The flap of a butterfly's wings in Central Park could ultimately cause an earthquake in China.
So say the proponents of chaos theory, who use 'the butterfly effect' to describe how simple and apparently straightforward processes can combine and set in motion a chain of events with far-reaching and unpredictable consequences.
Butterflies are directly responsible for most of the world's problems
The butterfly effect has, until now, been cited only as an illustration, but Professor Jim Spanners of the Pennsylvania Institute for Making Stuff Up takes it seriously, and believes that butterflies are directly responsible for most of the world's major problems. He is urging authorities to act swiftly in order to prevent imminent disaster.
So far his warnings have been largely dismissed by everyone, except for a select group of people who don't get out much.

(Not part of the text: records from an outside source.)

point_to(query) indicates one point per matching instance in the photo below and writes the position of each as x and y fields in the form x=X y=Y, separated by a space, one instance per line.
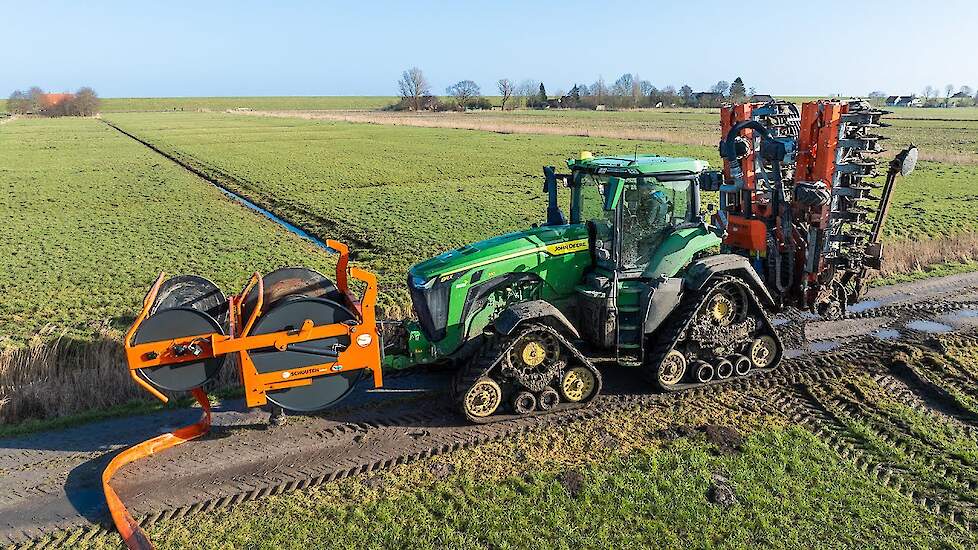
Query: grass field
x=124 y=104
x=402 y=194
x=90 y=218
x=640 y=478
x=397 y=195
x=943 y=135
x=92 y=215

Recently, in order to underscore his concerns, he published a twelve stage example of exactly how such a catastrophic sequence of events might run:
A butterfly - possibly a cabbage white, or similar variety - spreads itself across a leaf in New York's Central Park. It stretches lazily in the warm sunshine and contentedly flaps its wings. This motion generates a small current of air, barely perceptible, but sufficient enough to divert the course of an airborne spore. The spore lands beside a pathway and begins to germinate.
One year later and the spore has blossomed into a thriving example of a Patagonian trailing creeper. It spreads its tangled strands out across the adjacent path. An early-morning runner fails to notice it as he is jogging along. He becomes entangled and falls, dropping his doughnuts and fracturing his shin.
At a nearby hospital, the runner is waiting for the results of his X-ray. He decides that something should be done to prevent others from having similar accidents. As luck would have it, he happens to work for the Mayor's office, where he has some influence. At his request, a program of defoliation is begun to eradicate all traces of Patagonian trailing creeper from Central Park.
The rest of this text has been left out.